Tag Archives: phone surveillance

The NSA’s House of Cards Is Crumbling: Their German Double Agent Just Got Arrested

A man identified by media as a German intelligence officer was arrested this past Wednesday (7/2/2014) on charges of leaking information to the U.S.’s National Security Agency (NSA).

German Chancellor Angela Merkel has so far declined comment on the arrest, but her spokesman Steffen Seibert called the issue a serious matter, adding,

“I will have to leave the conclusions to you.”

German media hasn’t been so mute. Though they refuse to release their sources, a number of news outlets have reported that the man works for the German foreign intelligence service BND.

One of the gates into the BND headquarters

The double agent reportedly told German interrogators that the Americans were particularly interested in information about the German parliamentary inquiry into the activities of the NSA following the revelations that one of the victims of the NSA hacking scandal had been Chancellor Merkel herself.

The popular Bild newspaper reported that the man had been working as a double agent for two years, meeting with American officials at least three times in Austria during that span.

The double agent was reportedly paid $34,000 for hundreds of documents he passed on to the NSA. 218 of these stolen files were found on a thumb drive at the agent’s home.

Click to enlarge

German media adds that if the allegations are true, this is,

 “the biggest scandal involving a German—American double agent since the war.”

So far, the only American response was a short, “no comment” from the National Security Committee’s spokeswoman in Washington.

You would think the NSA would’ve at least tried to be a bit more careful in how they handled such a delicate operation.

It’s hard to ignore the irony of the agency getting caught spying on an investigation that was about them spying in the first place.

Meanwhile, our global image will take yet another hit because of a government agency that has shown a lack of respect for the citizens it’s supposed to protect as well the countries who are supposed to be our allies.

Read the original story from the National Post here.

The NSA Just Admitted That Their Data Collection Systems Are Too Complex for Even Them to Control

If you weren’t aware, the NSA is facing a bunch of lawsuits over their overzealous surveillance programs, which were revealed last summer by Edward Snowden.

One of these lawsuits, Jewel v.
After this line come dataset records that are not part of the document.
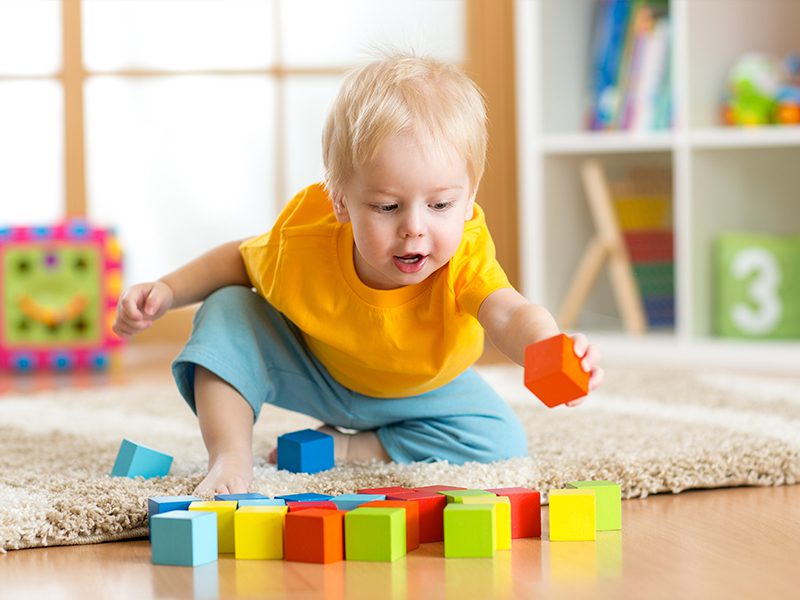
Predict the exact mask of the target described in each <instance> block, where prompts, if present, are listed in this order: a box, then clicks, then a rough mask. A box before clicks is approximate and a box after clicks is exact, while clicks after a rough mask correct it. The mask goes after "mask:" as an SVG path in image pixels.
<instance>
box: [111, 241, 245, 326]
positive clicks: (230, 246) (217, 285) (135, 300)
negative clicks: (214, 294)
mask: <svg viewBox="0 0 800 600" xmlns="http://www.w3.org/2000/svg"><path fill="white" fill-rule="evenodd" d="M240 244H241V242H240V241H234V242H228V243H226V244H222V245H221V246H217V247H216V248H214V249H213V250H210V251H208V252H206V253H205V254H203V255H202V256H200V257H199V258H196V259H194V260H193V261H191V262H189V263H187V264H186V265H184V266H182V267H180V268H179V269H177V270H176V271H173V272H172V273H170V274H169V275H165V276H164V277H162V278H161V279H159V280H158V281H153V282H148V283H138V284H136V285H132V286H130V287H129V288H127V289H126V290H125V291H124V292H123V293H122V295H121V296H120V299H119V303H118V304H117V316H116V319H115V320H114V325H113V329H114V332H115V333H116V334H117V335H119V336H122V337H130V336H132V335H134V334H136V333H138V332H140V331H142V330H143V329H147V328H148V327H150V326H151V325H152V324H153V321H155V320H156V319H158V318H159V317H161V316H162V315H164V313H166V312H167V311H168V310H169V309H170V308H180V307H182V306H187V305H189V304H194V303H195V302H200V301H202V300H204V299H205V298H206V297H207V296H208V295H209V294H211V293H212V292H215V291H216V290H218V289H220V288H222V287H225V286H228V285H246V286H249V285H251V284H250V278H249V277H248V276H247V270H246V269H245V266H244V262H243V261H242V257H241V255H240V254H239V245H240Z"/></svg>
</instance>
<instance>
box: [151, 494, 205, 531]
mask: <svg viewBox="0 0 800 600" xmlns="http://www.w3.org/2000/svg"><path fill="white" fill-rule="evenodd" d="M199 501H200V498H198V497H197V496H153V497H152V498H148V499H147V524H148V525H150V520H151V519H152V518H153V515H157V514H160V513H165V512H169V511H171V510H189V505H190V504H191V503H192V502H199Z"/></svg>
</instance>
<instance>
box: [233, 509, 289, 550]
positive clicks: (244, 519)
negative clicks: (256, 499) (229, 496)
mask: <svg viewBox="0 0 800 600" xmlns="http://www.w3.org/2000/svg"><path fill="white" fill-rule="evenodd" d="M287 510H288V509H287V507H285V506H243V507H242V508H240V509H239V510H237V511H236V516H235V518H234V523H235V528H236V559H237V560H239V559H243V558H252V559H261V560H265V559H276V560H282V559H283V530H284V524H285V521H286V512H287Z"/></svg>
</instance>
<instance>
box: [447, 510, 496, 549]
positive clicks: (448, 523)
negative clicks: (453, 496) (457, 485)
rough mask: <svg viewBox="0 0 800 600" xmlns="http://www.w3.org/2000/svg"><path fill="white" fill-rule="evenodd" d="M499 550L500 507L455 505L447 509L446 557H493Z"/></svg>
mask: <svg viewBox="0 0 800 600" xmlns="http://www.w3.org/2000/svg"><path fill="white" fill-rule="evenodd" d="M496 549H497V507H496V506H495V505H494V504H461V503H456V502H452V503H450V504H448V505H447V508H445V509H444V556H445V558H480V557H493V556H494V553H495V550H496Z"/></svg>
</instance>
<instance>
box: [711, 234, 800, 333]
mask: <svg viewBox="0 0 800 600" xmlns="http://www.w3.org/2000/svg"><path fill="white" fill-rule="evenodd" d="M715 281H716V288H715V301H714V304H715V307H714V308H715V313H714V328H715V331H716V333H717V334H718V335H721V336H725V337H737V338H764V339H769V338H795V339H796V338H800V237H788V236H787V237H780V236H770V235H757V234H743V233H726V234H722V235H720V236H719V237H718V238H717V240H716V247H715Z"/></svg>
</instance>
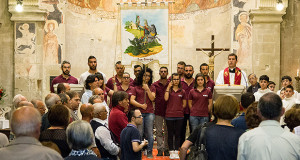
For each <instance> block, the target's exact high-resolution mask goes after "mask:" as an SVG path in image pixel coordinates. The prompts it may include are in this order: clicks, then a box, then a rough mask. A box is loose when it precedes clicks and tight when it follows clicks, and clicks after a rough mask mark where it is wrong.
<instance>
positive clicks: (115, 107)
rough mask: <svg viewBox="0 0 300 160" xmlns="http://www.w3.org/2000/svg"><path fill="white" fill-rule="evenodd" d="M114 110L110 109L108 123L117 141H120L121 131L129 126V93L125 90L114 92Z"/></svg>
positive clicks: (118, 141)
mask: <svg viewBox="0 0 300 160" xmlns="http://www.w3.org/2000/svg"><path fill="white" fill-rule="evenodd" d="M112 106H113V108H112V110H111V111H110V115H109V119H108V124H109V129H110V130H111V132H112V133H113V134H114V136H115V138H116V141H117V143H120V135H121V131H122V130H123V129H124V128H125V127H126V126H127V124H128V119H127V117H126V113H125V111H126V110H128V106H129V100H128V94H127V93H126V92H124V91H117V92H114V94H113V96H112Z"/></svg>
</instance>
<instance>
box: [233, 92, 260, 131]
mask: <svg viewBox="0 0 300 160" xmlns="http://www.w3.org/2000/svg"><path fill="white" fill-rule="evenodd" d="M254 101H255V97H254V95H253V94H252V93H250V92H247V93H244V94H242V96H241V102H240V106H241V107H242V108H243V111H242V114H241V115H239V116H238V117H237V118H235V119H233V120H232V121H231V124H232V125H233V126H234V127H236V128H239V129H242V130H244V131H246V130H247V129H248V127H247V124H246V119H245V111H246V110H247V108H248V106H249V105H250V104H251V103H253V102H254Z"/></svg>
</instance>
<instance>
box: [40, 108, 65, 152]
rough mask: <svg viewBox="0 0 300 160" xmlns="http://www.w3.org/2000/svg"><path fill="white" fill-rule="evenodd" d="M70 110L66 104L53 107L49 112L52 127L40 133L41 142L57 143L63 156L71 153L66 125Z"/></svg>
mask: <svg viewBox="0 0 300 160" xmlns="http://www.w3.org/2000/svg"><path fill="white" fill-rule="evenodd" d="M69 116H70V115H69V111H68V109H67V107H66V106H64V105H61V104H58V105H54V106H52V107H51V109H50V110H49V114H48V120H49V123H50V125H51V127H50V128H48V129H47V130H45V131H43V132H42V133H41V135H40V138H39V139H40V141H41V142H45V141H46V142H47V141H50V142H53V143H55V144H56V145H57V146H58V148H59V150H60V152H61V155H62V157H67V156H68V155H69V153H70V151H71V150H70V148H69V146H68V144H67V137H66V127H67V126H68V124H69V119H70V118H69Z"/></svg>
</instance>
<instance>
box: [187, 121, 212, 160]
mask: <svg viewBox="0 0 300 160" xmlns="http://www.w3.org/2000/svg"><path fill="white" fill-rule="evenodd" d="M206 128H207V126H206V123H204V124H203V125H202V126H201V129H200V130H199V131H200V132H199V133H198V136H197V140H196V142H195V145H193V146H192V147H191V148H190V153H189V154H188V155H187V160H207V159H208V154H207V151H206V139H205V131H206Z"/></svg>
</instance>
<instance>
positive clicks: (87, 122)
mask: <svg viewBox="0 0 300 160" xmlns="http://www.w3.org/2000/svg"><path fill="white" fill-rule="evenodd" d="M236 64H237V56H236V55H235V54H229V55H228V67H227V68H226V69H224V70H222V71H220V73H219V75H218V78H217V80H216V85H243V86H245V87H247V93H245V94H243V95H242V97H241V102H240V103H239V102H238V100H237V99H236V98H235V97H233V96H229V95H225V96H221V97H219V98H218V99H217V100H216V101H215V103H214V104H213V100H212V97H213V91H214V86H215V82H214V81H213V80H212V79H211V78H210V77H209V75H208V73H209V66H208V65H207V64H206V63H203V64H201V65H200V68H199V69H200V70H199V73H197V74H196V75H195V77H194V67H193V66H192V65H188V64H185V63H184V62H183V61H180V62H178V64H177V72H176V73H172V74H171V76H170V77H168V75H169V71H168V68H167V67H160V69H159V76H160V78H159V80H157V81H156V82H153V74H154V73H153V71H152V70H151V69H150V68H143V67H142V66H140V65H135V66H134V76H135V77H134V79H133V78H131V75H130V74H129V73H128V72H125V67H124V65H122V63H121V62H120V61H118V62H116V63H115V70H116V75H115V76H113V77H111V78H109V79H108V80H107V79H106V75H105V74H104V73H103V72H100V71H99V70H97V59H96V58H95V57H94V56H90V57H89V58H88V66H89V70H88V71H86V72H84V73H83V74H81V76H80V79H79V81H78V80H77V79H76V78H75V77H73V76H71V75H70V70H71V64H70V63H69V62H68V61H63V63H62V64H61V70H62V74H61V75H60V76H58V77H56V78H55V79H54V80H53V81H52V84H51V87H50V88H51V92H53V93H50V94H48V95H47V96H46V97H45V101H44V102H45V103H44V102H43V101H41V100H38V99H34V100H32V101H31V102H28V101H27V99H26V98H25V97H24V96H22V95H16V96H15V98H14V100H13V101H14V102H13V104H14V106H15V108H16V110H15V111H14V112H13V114H12V117H11V129H12V132H13V134H14V135H15V137H16V138H15V140H13V141H12V142H11V143H10V144H8V145H7V147H4V148H2V149H0V157H1V159H2V157H4V159H6V156H5V155H7V154H13V152H18V151H19V150H21V148H22V147H24V145H25V144H24V143H25V142H26V141H30V143H27V142H26V145H28V146H29V145H36V147H37V146H38V147H37V150H43V152H44V153H43V154H42V155H41V156H39V157H40V158H41V159H43V158H45V157H48V158H49V159H51V158H52V159H53V157H55V159H61V157H63V158H65V159H81V158H82V159H83V158H87V157H88V158H89V159H97V158H100V157H101V158H102V159H118V158H120V159H121V160H129V159H130V160H133V159H139V160H140V159H141V157H142V152H143V153H144V154H145V155H147V157H148V158H153V143H154V136H153V133H154V132H153V129H154V128H155V134H156V135H155V139H156V142H157V150H158V154H157V155H156V156H169V158H170V159H179V158H180V159H185V158H186V154H187V151H188V149H189V147H190V146H191V145H193V144H194V143H195V142H196V139H197V136H199V132H201V128H203V126H206V127H207V130H206V133H205V134H206V149H207V153H208V159H216V160H217V159H263V157H264V155H265V156H266V157H268V158H267V159H276V158H275V157H277V158H278V157H281V159H285V157H289V158H290V159H299V158H300V147H299V146H300V145H299V144H300V139H299V136H298V137H297V135H295V134H292V133H290V131H293V132H294V133H296V134H297V133H298V134H299V125H300V124H299V123H300V118H299V105H296V106H295V104H296V103H298V101H299V99H300V97H299V99H298V100H297V92H296V91H294V89H293V87H292V80H291V78H290V77H289V76H284V77H283V78H282V87H283V88H282V89H281V90H283V91H284V94H283V95H280V96H279V95H277V94H275V93H271V92H274V88H275V83H270V81H269V77H268V76H267V75H262V76H260V78H259V82H257V78H256V75H255V74H250V75H249V76H248V77H247V76H246V73H245V72H244V71H242V70H241V69H239V68H238V67H236ZM248 78H249V83H250V86H249V87H248V80H247V79H248ZM287 80H288V81H287ZM78 83H80V84H82V85H84V91H83V93H82V95H81V94H80V93H78V92H76V91H72V89H71V88H70V85H69V84H78ZM55 84H58V85H57V90H56V93H54V92H55V90H54V87H53V85H55ZM269 88H270V89H269ZM272 89H273V90H272ZM281 90H280V91H279V93H278V94H281ZM269 92H270V93H269ZM299 96H300V94H299ZM280 97H281V98H282V99H280ZM257 102H259V103H257ZM80 103H81V104H82V105H81V106H80ZM79 106H80V107H79ZM297 106H298V107H297ZM34 107H35V108H36V109H33V108H34ZM46 107H47V108H46ZM46 110H48V111H47V112H46ZM287 110H289V111H287ZM285 111H286V112H285ZM18 113H19V114H18ZM20 113H23V114H20ZM36 113H39V114H36ZM284 116H285V117H286V118H283V117H284ZM18 119H19V120H18ZM261 121H262V122H261ZM279 121H281V123H279ZM188 124H189V126H187V125H188ZM14 125H15V126H14ZM280 125H283V126H282V127H281V126H280ZM284 125H285V126H287V127H288V132H287V131H286V130H284V129H283V127H284ZM16 126H17V127H18V128H20V130H22V133H19V132H18V131H16V130H15V129H14V128H16ZM30 127H32V129H28V128H30ZM254 128H255V129H254ZM186 129H189V133H190V136H189V137H188V138H187V139H186V135H188V134H187V130H186ZM252 129H253V130H252ZM248 130H251V131H248ZM23 132H24V133H23ZM25 132H26V133H25ZM82 135H84V136H82ZM28 137H30V138H28ZM274 138H275V139H278V140H275V141H273V139H274ZM284 139H287V140H286V141H284ZM0 142H1V141H0ZM40 142H41V143H42V144H43V145H44V146H47V147H50V148H52V149H54V150H56V151H57V152H53V150H51V151H50V150H49V149H48V148H45V147H42V145H41V143H40ZM280 143H282V144H284V148H283V149H281V145H280ZM26 145H25V146H26ZM0 146H1V144H0ZM282 147H283V146H282ZM26 149H27V148H26V147H25V149H24V150H22V152H21V153H22V154H26V153H27V152H28V151H27V152H26ZM273 149H274V150H276V151H273ZM179 151H180V152H179ZM277 151H278V152H279V151H281V152H280V153H278V152H277ZM257 152H259V153H257ZM275 152H276V153H275ZM37 153H38V152H37ZM37 153H30V152H28V153H27V154H32V155H29V156H32V157H34V154H37ZM57 153H59V154H57ZM22 154H18V153H16V154H13V155H11V157H9V156H7V158H8V159H18V158H16V157H17V156H21V155H22ZM35 156H36V155H35ZM43 156H44V157H43ZM57 157H60V158H57Z"/></svg>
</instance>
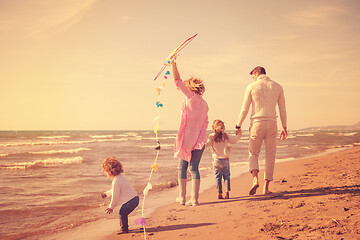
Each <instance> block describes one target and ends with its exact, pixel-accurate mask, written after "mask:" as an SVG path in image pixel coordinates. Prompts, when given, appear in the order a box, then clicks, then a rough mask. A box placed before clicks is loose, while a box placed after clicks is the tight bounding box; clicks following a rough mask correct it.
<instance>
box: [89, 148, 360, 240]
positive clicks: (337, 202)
mask: <svg viewBox="0 0 360 240" xmlns="http://www.w3.org/2000/svg"><path fill="white" fill-rule="evenodd" d="M359 163H360V147H353V148H351V149H347V150H344V151H341V152H336V153H332V154H329V155H326V156H320V157H312V158H307V159H300V160H294V161H290V162H284V163H277V164H276V167H275V176H274V182H272V183H271V186H270V187H271V191H273V194H271V195H266V196H265V195H262V186H263V182H261V183H260V184H261V187H260V188H259V189H258V192H257V194H256V195H255V196H249V195H248V191H249V189H250V187H251V183H252V179H251V175H250V174H249V173H246V174H244V175H242V176H240V177H238V178H234V179H232V180H231V187H232V191H231V192H230V199H222V200H218V199H217V193H216V189H215V187H213V188H211V189H209V190H207V191H205V192H203V193H202V194H201V195H200V199H199V200H200V205H199V206H197V207H189V206H181V205H179V204H176V203H173V204H170V205H167V206H164V207H161V208H160V209H158V210H157V211H156V212H155V213H154V214H153V215H152V216H151V217H150V218H148V219H147V226H146V231H147V239H149V240H152V239H171V240H176V239H200V240H202V239H204V240H205V239H206V240H208V239H241V240H242V239H244V240H246V239H337V240H340V239H351V240H353V239H360V215H359V214H360V164H359ZM260 174H262V171H261V172H260ZM260 176H261V177H262V175H260ZM188 192H189V189H188ZM175 197H176V196H174V198H175ZM130 227H133V228H134V226H130ZM114 231H115V230H114ZM84 239H85V238H84ZM104 239H108V240H109V239H110V240H113V239H134V240H137V239H144V233H143V231H141V230H139V228H137V229H133V230H132V231H131V232H130V233H128V234H122V235H117V234H116V233H113V234H111V235H109V236H106V237H105V238H104Z"/></svg>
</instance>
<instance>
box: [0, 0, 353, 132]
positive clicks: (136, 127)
mask: <svg viewBox="0 0 360 240" xmlns="http://www.w3.org/2000/svg"><path fill="white" fill-rule="evenodd" d="M359 12H360V1H358V0H315V1H314V0H302V1H296V0H287V1H283V0H272V1H268V0H255V1H243V0H223V1H218V0H216V1H215V0H204V1H202V0H201V1H194V0H184V1H162V0H153V1H145V0H144V1H140V0H139V1H125V0H62V1H57V0H48V1H43V0H0V111H1V113H0V114H1V115H0V130H150V129H153V128H154V126H155V123H154V122H153V119H154V117H155V116H156V115H157V108H156V104H155V102H156V100H157V95H156V88H157V87H158V86H161V84H162V80H163V78H162V77H160V79H159V80H157V81H153V79H154V77H155V75H156V74H157V72H158V71H159V69H160V68H161V66H162V64H163V63H164V61H165V59H166V57H167V56H168V55H169V54H170V52H171V51H173V50H174V48H175V47H176V46H178V45H179V44H180V43H181V42H183V41H184V40H185V39H187V38H189V37H190V36H192V35H194V34H195V33H198V36H197V37H196V38H195V39H194V40H193V41H192V42H191V43H190V44H189V45H188V46H187V47H186V48H184V49H183V50H182V52H181V53H180V55H179V57H178V59H177V64H178V68H179V72H180V74H181V77H182V79H187V78H188V77H191V76H195V77H199V78H201V79H203V80H204V81H205V86H206V92H205V94H204V99H205V100H206V101H207V103H208V105H209V108H210V110H209V121H210V124H209V129H210V128H211V123H212V121H213V120H214V119H221V120H223V121H224V122H225V125H226V127H227V129H228V130H231V129H234V126H235V124H236V121H237V118H238V114H239V112H240V109H241V106H242V102H243V98H244V93H245V89H246V86H247V85H248V84H249V83H251V81H252V79H251V76H250V75H249V72H250V71H251V70H252V69H253V68H254V67H255V66H258V65H261V66H263V67H265V69H266V71H267V75H268V76H269V77H270V78H271V79H272V80H274V81H276V82H278V83H280V84H281V85H282V86H283V88H284V92H285V98H286V107H287V114H288V129H290V130H297V129H303V128H307V127H314V126H329V125H352V124H355V123H358V122H360V111H359V103H360V58H359V53H360V15H359V14H358V13H359ZM169 70H170V69H169ZM171 77H172V76H171ZM171 77H170V78H169V79H168V80H166V87H165V88H164V89H163V90H162V92H161V95H160V98H161V102H162V103H163V105H164V107H163V108H162V109H161V112H160V114H161V116H160V126H159V129H160V130H169V129H177V128H178V126H179V122H180V116H181V106H182V102H183V99H184V96H183V95H182V94H181V92H179V91H178V90H177V89H176V87H175V86H174V83H173V81H172V78H171ZM248 118H249V116H248ZM248 125H249V121H248V120H246V121H245V122H244V125H243V127H244V128H247V127H248ZM279 126H280V122H279Z"/></svg>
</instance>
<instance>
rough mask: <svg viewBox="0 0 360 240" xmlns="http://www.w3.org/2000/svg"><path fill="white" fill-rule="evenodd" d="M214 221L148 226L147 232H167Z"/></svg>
mask: <svg viewBox="0 0 360 240" xmlns="http://www.w3.org/2000/svg"><path fill="white" fill-rule="evenodd" d="M213 224H214V223H196V224H177V225H168V226H158V227H152V228H146V232H165V231H173V230H179V229H186V228H196V227H204V226H209V225H213Z"/></svg>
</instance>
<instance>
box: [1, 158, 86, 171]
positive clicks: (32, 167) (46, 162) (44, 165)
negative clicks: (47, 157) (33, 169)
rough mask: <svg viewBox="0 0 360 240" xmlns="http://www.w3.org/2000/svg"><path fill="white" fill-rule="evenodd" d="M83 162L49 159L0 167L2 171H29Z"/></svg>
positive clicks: (71, 160) (18, 163)
mask: <svg viewBox="0 0 360 240" xmlns="http://www.w3.org/2000/svg"><path fill="white" fill-rule="evenodd" d="M82 161H83V158H82V157H73V158H47V159H42V160H35V161H33V162H21V163H13V164H5V165H0V169H8V170H16V169H28V168H33V167H42V166H57V165H68V164H75V163H82Z"/></svg>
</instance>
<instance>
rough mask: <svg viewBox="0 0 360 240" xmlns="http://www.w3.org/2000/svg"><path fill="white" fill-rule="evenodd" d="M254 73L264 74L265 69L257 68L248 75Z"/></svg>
mask: <svg viewBox="0 0 360 240" xmlns="http://www.w3.org/2000/svg"><path fill="white" fill-rule="evenodd" d="M255 73H258V74H259V75H260V74H266V71H265V68H263V67H261V66H257V67H256V68H254V69H253V70H252V71H251V72H250V75H253V74H255Z"/></svg>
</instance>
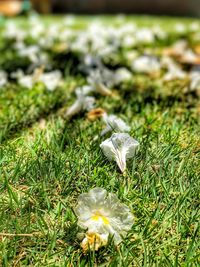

NSA, was actually filed before the revelations. The class-action lawsuit, filed on behalf of novelist Carolyn Jewel and a number of other ATT customers, challenges the constitutionality of the NSA programs which were collecting data on American’s telephone and internet activity.

Carolyn Jewel, lead plaintiff in the case against the NSA, outside her home (Photo: Beth Schlanker / The Press Democrat)

As part of the lawsuit, the Electronic Frontier Foundation (who represents the plaintiffs) filed a number of motions to prevent the NSA from destroying data that the EFF planned to use as evidence.

This past Friday, during a hearing over the issue, NSA Deputy Director Richard Ledgett argued that holding on to the info would be too burdensome for the NSA, saying,

“A requirement to preserve all data acquired under section 702 presents significant operational problems, only one of which is that the NSA may have to shut down all systems and databases that contain Section 702 information.”

NSA Deputy Director Richard Ledgett

Ledgett continued by arguing that the complexity of the NSA’s surveillance programs meant that efforts by the NSA to preserve their own data might not even work. Not surprisingly, he also tried to get his way using scare tactics, saying that trying to preserve the data would cause,

“an immediate, specific, and harmful impact on the national security of the United States.”

The EFF was surprised by Ledgett’s argument, since the NSA had already been ordered to preserve the data back in 2009. On top of that, a second restraining order was filed in March to prevent destruction of data.

Either way, the EFF’s legal advisor, Cindy Cohn, isn’t buying Ledgett’s arguments. In a recent interview she had this to say about the concerns he raised:

“To me, it demonstrates that once the government has custody of this information even they can’t keep track of it anymore even for purposes of what they don’t want to destroy… With the huge amounts of data that they’re gathering it’s not surprising to me that it’s difficult to keep track– that’s why I think it’s so dangerous for them to be collecting all this data en masse.”

The EFF has said that there is “no doubt” that the NSA has already destroyed some of the information they requested for the lawsuit, but the actual amount data that has been destroyed thus far is unclear.